Zhang Panpan, Ma Minting, Nie Jun, Dai Ling, Hu Weiheng, Zhang Jie, Wu Di, Chen Xiaoling, Ma Xiangjuan, Tian Guangming, Han Sen, Long Jieran, Wang Yang, Zhang Ziran, Hao Qianyun, Fang Jian
Key Laboratory of Carcinogenesis and Translational Research (Ministry of Education/Beijing), Department of Thoracic Oncology II, Peking University Cancer Hospital and Institute, Beijing, China.
Department of Oncology, The Fourth Hospital of Hebei Medical University, Shijiazhuang, China.
Heliyon. 2024 Feb 11;10(4):e26026. doi: 10.1016/j.heliyon.2024.e26026. eCollection 2024 Feb 29.
The purpose of this study is to investigate the efficacy and safety of immune checkpoint inhibitors (ICIs) or plus with chemotherapy in older patients.

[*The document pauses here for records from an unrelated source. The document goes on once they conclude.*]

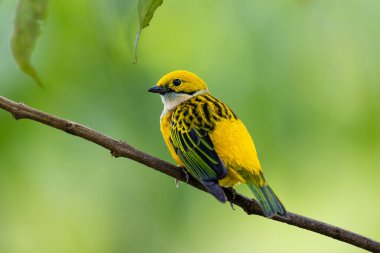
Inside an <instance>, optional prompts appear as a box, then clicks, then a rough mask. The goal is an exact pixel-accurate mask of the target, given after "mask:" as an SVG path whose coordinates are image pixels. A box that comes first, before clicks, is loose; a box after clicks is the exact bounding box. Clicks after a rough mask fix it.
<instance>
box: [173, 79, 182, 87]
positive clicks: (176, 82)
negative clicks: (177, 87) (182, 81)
mask: <svg viewBox="0 0 380 253" xmlns="http://www.w3.org/2000/svg"><path fill="white" fill-rule="evenodd" d="M181 83H182V81H181V80H180V79H174V80H173V84H174V86H178V85H180V84H181Z"/></svg>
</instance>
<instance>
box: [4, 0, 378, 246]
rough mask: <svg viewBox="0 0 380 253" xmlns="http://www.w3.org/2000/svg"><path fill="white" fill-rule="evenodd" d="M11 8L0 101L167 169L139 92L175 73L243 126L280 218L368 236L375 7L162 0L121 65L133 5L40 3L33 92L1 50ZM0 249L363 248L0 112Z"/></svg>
mask: <svg viewBox="0 0 380 253" xmlns="http://www.w3.org/2000/svg"><path fill="white" fill-rule="evenodd" d="M16 6H17V1H14V0H2V1H1V2H0V84H1V85H0V95H2V96H5V97H8V98H10V99H13V100H16V101H23V102H25V103H26V104H28V105H31V106H33V107H36V108H38V109H40V110H43V111H46V112H48V113H52V114H54V115H57V116H60V117H64V118H67V119H71V120H73V121H77V122H79V123H82V124H85V125H87V126H89V127H91V128H93V129H96V130H98V131H101V132H103V133H105V134H107V135H109V136H112V137H114V138H116V139H122V140H125V141H127V142H129V143H130V144H132V145H133V146H135V147H137V148H139V149H141V150H144V151H146V152H148V153H150V154H152V155H155V156H157V157H160V158H163V159H165V160H167V161H172V159H171V158H170V156H169V153H168V151H167V150H166V146H165V144H164V142H163V140H162V137H161V134H160V131H159V115H160V113H161V110H162V104H161V101H160V99H159V97H157V96H154V95H152V94H149V93H148V92H146V90H147V89H148V88H149V87H151V86H152V85H153V84H155V82H156V81H157V80H158V79H159V78H160V77H161V76H162V75H164V74H165V73H167V72H169V71H171V70H175V69H187V70H191V71H193V72H195V73H197V74H198V75H199V76H201V77H202V78H203V79H205V80H206V82H208V84H209V88H210V90H211V92H212V93H213V94H214V95H215V96H217V97H219V98H220V99H222V100H223V101H225V102H226V103H227V104H229V105H230V106H231V107H232V108H233V109H234V111H235V112H236V113H237V114H238V115H239V116H240V118H241V119H242V120H243V121H244V122H245V124H246V126H247V128H248V129H249V130H250V132H251V133H252V134H253V137H254V139H255V142H256V146H257V149H258V152H259V156H260V158H261V163H262V165H263V167H264V171H265V174H266V177H267V179H268V180H269V182H270V184H271V185H272V187H273V189H274V190H275V192H276V193H277V195H278V196H279V197H280V199H281V200H282V202H283V203H284V205H285V206H286V207H287V209H288V210H289V211H292V212H296V213H299V214H302V215H306V216H309V217H312V218H315V219H318V220H322V221H325V222H328V223H331V224H334V225H337V226H341V227H343V228H346V229H349V230H352V231H354V232H357V233H360V234H363V235H365V236H369V237H371V238H373V239H377V240H379V239H380V215H379V213H380V205H379V193H380V183H379V178H380V171H379V167H380V81H379V80H380V71H379V69H380V60H379V59H380V44H379V41H380V25H379V15H380V2H379V1H370V0H362V1H355V0H346V1H331V0H322V1H312V0H310V1H307V0H304V1H301V0H299V1H296V0H291V1H289V0H288V1H285V0H282V1H281V0H278V1H264V0H255V1H248V0H246V1H227V0H223V1H216V0H215V1H186V0H175V1H174V0H172V1H164V4H163V5H162V6H161V7H160V8H158V10H157V12H156V14H155V16H154V18H153V20H152V22H151V25H150V26H149V27H148V28H147V29H145V30H144V31H143V32H142V36H141V40H140V44H139V62H138V64H137V65H134V64H132V62H133V40H134V35H135V32H136V31H137V27H138V21H137V20H138V18H137V13H136V6H137V2H136V1H128V0H127V1H122V0H113V1H101V0H96V1H94V0H92V1H90V0H80V1H77V0H66V1H51V2H50V4H49V9H48V18H47V21H46V22H44V24H43V25H42V30H43V31H42V35H41V36H40V38H39V40H38V42H37V46H36V48H35V51H34V53H33V63H34V65H35V66H36V68H37V70H38V71H39V73H40V75H41V78H42V79H43V81H44V83H45V85H46V89H44V90H42V89H39V88H38V87H37V85H36V84H35V83H34V82H33V81H32V79H31V78H29V77H28V76H26V75H24V74H23V73H21V72H20V70H19V69H18V67H17V65H16V63H15V61H14V59H13V57H12V55H11V52H10V47H9V41H10V37H11V34H12V20H13V17H14V12H15V9H16ZM237 189H238V191H239V192H241V193H244V194H246V195H248V196H251V195H250V192H249V191H248V189H247V188H246V187H244V186H239V187H237ZM0 252H4V253H20V252H23V253H32V252H39V253H41V252H55V253H63V252H64V253H67V252H78V253H82V252H83V253H90V252H91V253H98V252H99V253H103V252H107V253H109V252H114V253H119V252H220V253H222V252H293V253H294V252H345V253H347V252H363V251H362V250H360V249H358V248H356V247H353V246H350V245H347V244H345V243H342V242H338V241H336V240H332V239H330V238H327V237H324V236H321V235H319V234H315V233H312V232H309V231H305V230H301V229H299V228H296V227H292V226H289V225H286V224H281V223H278V222H274V221H270V220H267V219H264V218H262V217H258V216H247V215H246V214H245V213H244V212H243V211H242V210H240V209H237V210H235V211H233V210H231V208H230V207H229V205H221V204H220V203H218V202H217V201H215V199H213V197H212V196H210V195H208V194H205V193H203V192H200V191H198V190H195V189H193V188H192V187H189V186H186V185H184V184H181V185H180V187H179V189H176V188H175V186H174V180H173V179H172V178H169V177H167V176H165V175H163V174H160V173H158V172H155V171H153V170H151V169H149V168H147V167H145V166H142V165H140V164H138V163H136V162H133V161H130V160H127V159H123V158H119V159H114V158H112V157H111V156H110V155H109V154H108V152H107V151H106V150H104V149H103V148H100V147H98V146H96V145H94V144H92V143H89V142H86V141H84V140H82V139H79V138H76V137H72V136H70V135H68V134H66V133H63V132H60V131H57V130H54V129H52V128H49V127H46V126H43V125H40V124H37V123H35V122H32V121H27V120H22V121H18V122H16V121H14V120H13V119H12V117H11V115H10V114H9V113H6V112H4V111H1V110H0Z"/></svg>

We enrolled 110 older patients with non-small cell lung cancer (NSCLC ≥75 years) who received either chemotherapy alone (chemo), ICI plus chemotherapy (ICI + chemo), or ICI alone and ICI plus other therapies, which included anti-angiogenesis drugs or other novel ICI (ICIs). Patient characteristics, treatment response, survival, and toxicity were evaluated.
In total population, the ICIs group has the highest disease control rate (DCR 75%). There were no significant differences in progression-free survival (PFS) and overall survival (OS) among older patients between ICI + chemo and ICIs groups (PFS: 5.3 months vs. 5.5 months, = 0.70, OS: 10.7 months vs. 20.3 months, 0.995). Meanwhile, we observed ICIs had a longer PFS and OS than chemo group (PFS: 3.9 months vs. 5.5 months, = 0.01, OS: 10.9 months vs. 20.3 months, 0.05). Subgroup analysis showed that patients with programmed death ligand-1 (PD-L1) ≥ 1% had a distinct longer trend toward OS in ICIs group compared to ICI + chemo group (22.4 months vs. 10.7 months, = 0.605), even though there was no significant difference. In terms of safety, ICIs was more tolerable and had a lower discontinuation rate than ICI + chemo group.
In the real world, ICI + chemo is more likely to be discontinued due to adverse effects and does not significantly improve patient survival compared with ICIs treatment in total population and subgroup. Therefore, ICI alone or ICIs plus other therapies, such as anti-angiogenesis drugs or other novel ICI (ICIs) could be recommended for older cases with PD-L1 positive NSCLC.
本研究旨在探讨免疫检查点抑制剂(ICIs)或联合化疗在老年患者中的疗效和安全性。
我们纳入了110例年龄≥75岁的非小细胞肺癌(NSCLC)老年患者,这些患者接受了单纯化疗(化疗组)、ICI联合化疗(ICI + 化疗组)、单纯ICI或ICI联合其他治疗,其中包括抗血管生成药物或其他新型ICI(ICIs)。评估了患者的特征、治疗反应、生存率和毒性。
在总体人群中,ICIs组的疾病控制率最高(疾病控制率为75%)。ICI + 化疗组和ICIs组的老年患者在无进展生存期(PFS)和总生存期(OS)方面无显著差异(PFS:5.3个月对5.5个月,P = 0.70;OS:10.7个月对20.3个月,P = 0.995)。同时,我们观察到ICIs组的PFS和OS比化疗组长(PFS:3.9个月对5.5个月,P = 0.01;OS:10.9个月对20.3个月,P = 0.05)。亚组分析显示,程序性死亡配体-1(PD-L1)≥1%的患者中,ICIs组的OS趋势明显长于ICI + 化疗组(22.4个月对10.7个月,P = 0.605),尽管无显著差异。在安全性方面,ICIs比ICI + 化疗组更具耐受性,停药率更低。
在现实世界中,ICI + 化疗因不良反应更易停药,与总体人群和亚组中的ICIs治疗相比,并未显著改善患者生存。因此,对于PD-L1阳性的NSCLC老年患者,可推荐单纯ICI或ICI联合其他治疗,如抗血管生成药物或其他新型ICI(ICIs)。